Initially when I encountered the violence in Islam, I said “This can’t be the true Islam” and I for years would push back arguing “No, this hadith here is unreliable”. For example, Muhammad says in Sahih Muslim that he has come to expel the Jews and Christians from the Arabian peninsula and will not leave any but Muslims. That doesn’t sound like the Muhammad I knew so I said “That can’t be a reliable tradition”. And then another tradition from Sahih Bukhari which says “I have been ordered to fight people until they testify that there is no God but Allah and only then will their lives and their property be saved from me.” This is from the most reliable collection of hadith and so I said “No, that can’t be reliable either.” As you continue, you find Muhammad beheading multiple hundreds of men at the same time, you see him distributing those men’s wives and children into slavery, you see him torturing people for money, you see all these atrocities within Muhammad’s life and not always in defensive battles by any means, offensively as well, and so after trying to dismiss many of these traditions I said “Let me piece together what’s going on here because if I dismiss all of these violent traditions then I’m basically dismissing the foundations of Islam. This is where I get my picture of Muhammad from.”
So looking just at the sources, what is the story, how do I reconstruct what Muhammad’s life is like and what you find when you do that. There certainly are peaceful passages in the Quran, we can’t ignore that like Surah 2:256 of the Quran which says there is no compulsion in religion. Those are often the ones that are quoted. Surah 109 which says “those of you who disbelieve, believe whatever you want and let us believe what we want.” One of the ones that’s so abused is Surah 5:32 of the Quran which says if you kill one person, it’s as if you kill all of mankind and if you save a life, you save all of mankind. When you start understanding the context, you realize that this is not the ultimate message of Islam. For example, Surah 5:32 of the Quran, says the first part of that verse “it was told to the Jews if you kill one person it’s as if you kill all mankind, if you save life, as if you save all mankind”, we find that in Sanhedrin 37a of the Babylonian Talmud. It’s not a teaching for Muslims, the next verse is the teaching for Muslims, which says “if anyone creates mischief in the land or strives against Allah or his messenger, crucify him or kill him.”

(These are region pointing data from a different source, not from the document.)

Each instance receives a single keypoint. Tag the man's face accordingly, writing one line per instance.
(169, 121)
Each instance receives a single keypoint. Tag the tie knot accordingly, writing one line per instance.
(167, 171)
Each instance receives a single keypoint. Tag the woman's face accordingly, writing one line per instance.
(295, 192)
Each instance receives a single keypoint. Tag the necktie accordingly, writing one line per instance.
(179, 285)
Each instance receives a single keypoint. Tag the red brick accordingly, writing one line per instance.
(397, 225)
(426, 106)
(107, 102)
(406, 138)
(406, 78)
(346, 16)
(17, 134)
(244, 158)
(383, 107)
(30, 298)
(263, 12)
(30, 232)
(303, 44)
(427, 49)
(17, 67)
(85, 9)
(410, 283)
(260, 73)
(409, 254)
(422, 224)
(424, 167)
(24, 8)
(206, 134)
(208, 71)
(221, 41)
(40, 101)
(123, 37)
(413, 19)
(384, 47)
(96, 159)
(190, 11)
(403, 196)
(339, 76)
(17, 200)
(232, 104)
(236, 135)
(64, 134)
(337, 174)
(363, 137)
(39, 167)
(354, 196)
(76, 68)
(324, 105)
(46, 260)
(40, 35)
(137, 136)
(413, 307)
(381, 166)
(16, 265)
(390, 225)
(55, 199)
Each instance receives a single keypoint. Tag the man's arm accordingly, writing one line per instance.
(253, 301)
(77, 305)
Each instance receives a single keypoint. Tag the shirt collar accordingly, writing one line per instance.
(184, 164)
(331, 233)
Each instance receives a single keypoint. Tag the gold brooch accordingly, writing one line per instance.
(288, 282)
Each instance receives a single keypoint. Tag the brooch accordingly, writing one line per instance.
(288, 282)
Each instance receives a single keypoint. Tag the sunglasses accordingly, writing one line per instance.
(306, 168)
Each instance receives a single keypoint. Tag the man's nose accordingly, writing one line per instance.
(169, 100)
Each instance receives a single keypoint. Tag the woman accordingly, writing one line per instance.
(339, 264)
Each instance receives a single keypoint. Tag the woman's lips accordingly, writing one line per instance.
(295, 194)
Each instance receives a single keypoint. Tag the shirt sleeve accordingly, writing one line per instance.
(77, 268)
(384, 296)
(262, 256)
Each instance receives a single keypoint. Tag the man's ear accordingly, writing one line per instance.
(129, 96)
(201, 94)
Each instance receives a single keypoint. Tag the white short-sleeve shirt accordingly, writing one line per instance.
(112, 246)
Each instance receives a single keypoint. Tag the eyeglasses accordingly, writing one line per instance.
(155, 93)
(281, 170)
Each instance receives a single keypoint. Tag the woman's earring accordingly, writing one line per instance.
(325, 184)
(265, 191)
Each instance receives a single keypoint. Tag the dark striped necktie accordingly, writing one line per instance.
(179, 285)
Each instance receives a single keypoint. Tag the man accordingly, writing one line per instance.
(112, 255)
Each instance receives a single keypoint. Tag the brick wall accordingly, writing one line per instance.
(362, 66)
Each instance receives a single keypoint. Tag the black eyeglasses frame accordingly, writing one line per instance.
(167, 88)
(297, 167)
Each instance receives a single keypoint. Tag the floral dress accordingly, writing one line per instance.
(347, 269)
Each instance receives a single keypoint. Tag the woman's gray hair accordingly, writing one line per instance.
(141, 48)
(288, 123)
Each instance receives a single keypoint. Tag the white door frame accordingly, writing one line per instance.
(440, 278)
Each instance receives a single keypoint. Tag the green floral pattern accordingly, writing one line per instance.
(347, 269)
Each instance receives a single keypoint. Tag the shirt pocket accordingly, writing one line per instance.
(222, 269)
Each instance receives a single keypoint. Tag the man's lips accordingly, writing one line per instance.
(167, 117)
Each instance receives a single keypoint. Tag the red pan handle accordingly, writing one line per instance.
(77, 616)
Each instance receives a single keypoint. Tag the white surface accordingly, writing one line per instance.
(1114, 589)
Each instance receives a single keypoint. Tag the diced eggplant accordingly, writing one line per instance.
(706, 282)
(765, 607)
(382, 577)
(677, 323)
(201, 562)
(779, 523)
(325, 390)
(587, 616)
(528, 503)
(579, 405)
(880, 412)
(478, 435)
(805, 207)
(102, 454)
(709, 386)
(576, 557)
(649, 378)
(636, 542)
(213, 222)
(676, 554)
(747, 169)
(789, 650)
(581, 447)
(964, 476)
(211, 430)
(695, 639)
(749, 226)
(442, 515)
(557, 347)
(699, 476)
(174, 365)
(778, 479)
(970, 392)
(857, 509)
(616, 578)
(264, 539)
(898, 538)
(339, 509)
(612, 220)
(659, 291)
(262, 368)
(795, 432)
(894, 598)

You start getting the context and what you find is in the first 13 years of Muhammad’s prophetic career, he lives a peaceful life. He has about a hundred followers by the end of that time, not that many, certainly doesn’t have a fighting force. Most of these people are of humble means and he doesn’t fight during that time. But then he’s given rule over a city, an entire city gives him the right to be arbiter. From that moment until his death, approximately nine to ten years, he personally participates in or deputizes 86 battles. That’s an average of nine plus battles a year and they culminate in intensity until the moment he dies. Surah 9 of the Quran is the last major chapter of the Quran to have been composed and it is the most expansively violent. This is the one that starts off by saying this is a disavowal of all the treaties we have with polytheists. Surah 9:5 “slay the infidels wherever you find them, lay siege to them, take them captive.” Surah 9:29 “fight the Jews and Christians until they pay you the poll tax and they feel subdued.” Surah 9:33 “Islam has been made to prevail over every religion.” Surah 9 is the most violent, it’s the culmination of the Islamic message, it’s the marching orders that Muhammad leaves Muslims with, which is why when he dies, Muslims conquer one third of the known world within 150 years. they would tell you in places if you do not convert then you have the option to pay a tax and if you don’t pay that tax, then we will fight you. It was expanding into territory. The first option people were given was conversion. The second option was paying tax and if that didn’t happen, then it was by the sword.
Interviewer: Do you basically see this as effectively the modus operandi of groups like Isis today?
Nabeel: This has been the classical understanding of Islam up until the fall of the Ottoman empire. No Muslim really ever had qualms with it. It’s what it was and this is the means through which Allah had given Muslims dominance around the world. It wasn’t until Muslims had,as a culture, flipped the script and started playing the defensive, the victim card, which they hadn’t done before. For example, many Muslims will point to the crusades now and say this is another example of Christian superiority complex trying to keep us down and oppressing us. The crusades were never even discussed in Islamic literature. There was no Muslim or Arabic word for crusades until Christians came up with one in the 19th century. It just wasn’t a part of the Islamic mentality until the Ottoman empire fell, the Islamic world started losing its power and then these discussions started happening. That’s why you don’t hear the phrase “Islam is a religion of peace” until the 20th century. It was never thought, that wasn’t the way Muslims had thought up until that time.